Abstract:
A safety cap, having an inner cap for covering a container and an outer cap covering the inner cap for selectively rendering the inner cap child resistant, is provided. The inventive safety cap includes a fixing mechanism for selectively fixing the inner and outer caps together, the fixing mechanism being preferably movable from a first position to a second position. When the fixing mechanism is in the first position, the outer cap is rotationally fixed with respect to the inner cap, and when the fixing mechanism is in the second position, the outer cap is rotationally independent of the inner cap. Thus, when the fixing mechanism is in the first position, the inventive cap functions like a conventional non-safety cap. When the fixing mechanism is moved into its second position, the outer and inner caps are made rotationally independent, and thus the cap of the invention functions like a safety cap requiring simultaneous downward force and twisting to remove. The fixing mechanism is preferably made to be irreversibly child-resistant and not returnable to the first position once moved into the second position.

Description:
BACKGROUND OF THE INVENTION 
     1. Field of the Invention 
     The invention relates to caps for medicine containers and the like. More particularly, the invention relates to safety caps which are child-resistant. 
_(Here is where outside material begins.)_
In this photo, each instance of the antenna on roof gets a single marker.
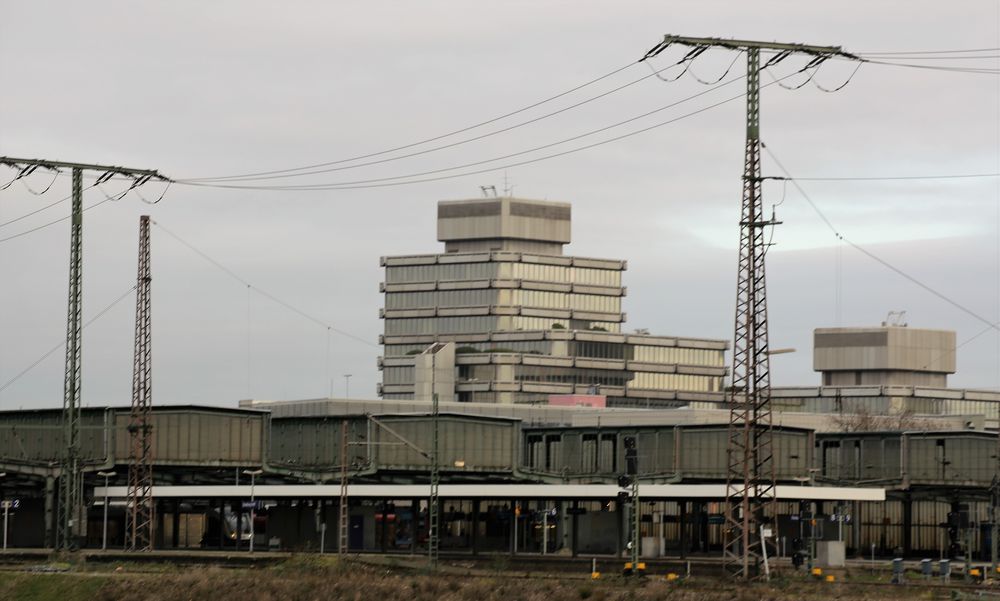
(895, 319)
     2. Description of the Related Art 
     Safety caps for medicine containers, over-the-counter pharmacological products, and the like, are known. Many medicines and pills are extremely dangerous if taken in overdoses; young children have a tendency to experiment with medication, mistaking it for candy. Also, while a child who gains unauthorized access to medication may not actually ingest it, in many cases, accessed medication is wasted or unusable (e.g., poured down a sink), a needless expense to the purchaser of the medication. 
     One typical safety cap constitutes a two-piece design. The inner piece is threaded and engages threads on the container. The outer piece covers the inner piece and prevents easy opening of the container. An example of such a conventional safety cap can be found in U.S. Pat. No. 3,394,829 to Peterson, the teachings of which are incorporated by reference herein. Other known safety caps are taught by U.S. Pat. No. 5,147,053 to Friedenthal, U.S. Pat. No. 4,998,632 to Morris, Sr., U.S. Pat. No. 4,787,525 to Joyce, U.S. Pat. No. 4,337,869 to Guinle, and U.S. Pat. No. 3,794,200 to Marks, the teachings of all of which are also incorporated by reference herein. 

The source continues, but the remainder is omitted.